HORIZONTAL, VERTICAL AND DIAGONAL LINES
Line is capable of affecting how the viewers’ eye moves over the artwork. Long, short, thick, thin, straight, curved; line engages the eye and ultimately tells the viewer where to look. Line has the ability to create movement, encouraging the viewer to take a particular “route” as they look over design. Line can also evoke feeling for example; strong black vertical lines can give a sense of stability and structure, where as wavy curved lines may be felt as serene and calming.
ORGANIC AND GEOMETRIC SHAPES
In particular there are two types of shapes that are described in visual design. They are geometric shapes and organic shapes.

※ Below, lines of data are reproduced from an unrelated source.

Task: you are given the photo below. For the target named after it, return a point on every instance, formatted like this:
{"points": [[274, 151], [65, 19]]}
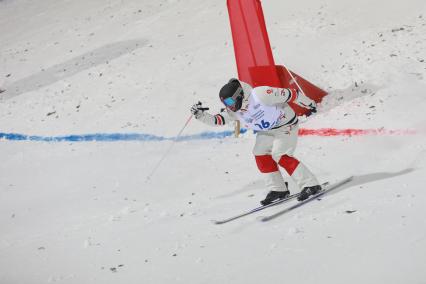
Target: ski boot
{"points": [[308, 191], [274, 196]]}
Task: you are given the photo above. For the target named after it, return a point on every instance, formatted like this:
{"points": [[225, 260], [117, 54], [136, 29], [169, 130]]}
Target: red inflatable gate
{"points": [[253, 54]]}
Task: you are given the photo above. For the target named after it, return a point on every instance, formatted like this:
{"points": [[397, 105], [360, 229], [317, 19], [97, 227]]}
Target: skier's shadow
{"points": [[61, 71]]}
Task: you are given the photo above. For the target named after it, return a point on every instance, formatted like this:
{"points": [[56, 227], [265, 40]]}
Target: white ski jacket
{"points": [[263, 108]]}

SPACE, DEPTH AND PERSPECTIVE
Space pertains to what is happening in the design around the previously mentioned shapes and lines. Space can be used to create dimension, depth and perspective.
VALUE OF COLOR
Value is an element of color that describes the tint and shade of the pigment. Colors that have been lightened with white are referred to as tints where as colors that have been darkened with black pigment are called shades. Designs that use only tints and shades of the one color throughout the entire artwork are referred to as monochromatic. Varying of the value within an artwork will also create contrast for the viewer.

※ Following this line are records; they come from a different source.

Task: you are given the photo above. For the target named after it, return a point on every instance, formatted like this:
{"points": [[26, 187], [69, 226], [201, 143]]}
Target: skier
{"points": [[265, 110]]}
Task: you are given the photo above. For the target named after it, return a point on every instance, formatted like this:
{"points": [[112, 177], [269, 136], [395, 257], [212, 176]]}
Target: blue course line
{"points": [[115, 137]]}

Certain colors are commonly associated with particular moods and feelings ( Please read Meaning of Colors ). The way that designer or artist uses color will affect the temperament of a design and can potentially influence how the viewer feels. Whether a color is warm, cool or neutral can promote different frames of mind and impact the space in which it is displayed. Color is a significant component particularly when used in marketing and product design. Primary, secondary and tertiary colors combined in different ways creates visual impact and aims to captivate the intended audience. You can learn more about color theory in The Color Wheel page.
Texture pertains to the physical feel of an artwork. Texture can be achieved through the medium used (types of paint such as oil, acrylics or pastels) and also by the surface it is applied to whether it is canvas, paper, fabric or timber. It is important to remember that texture can be created in the tangible, physical sense; i.e. that the artwork literally feels rough or bumpy when touched. Texture can also be an illusion, giving the appearance of texture when in fact the surface is smooth.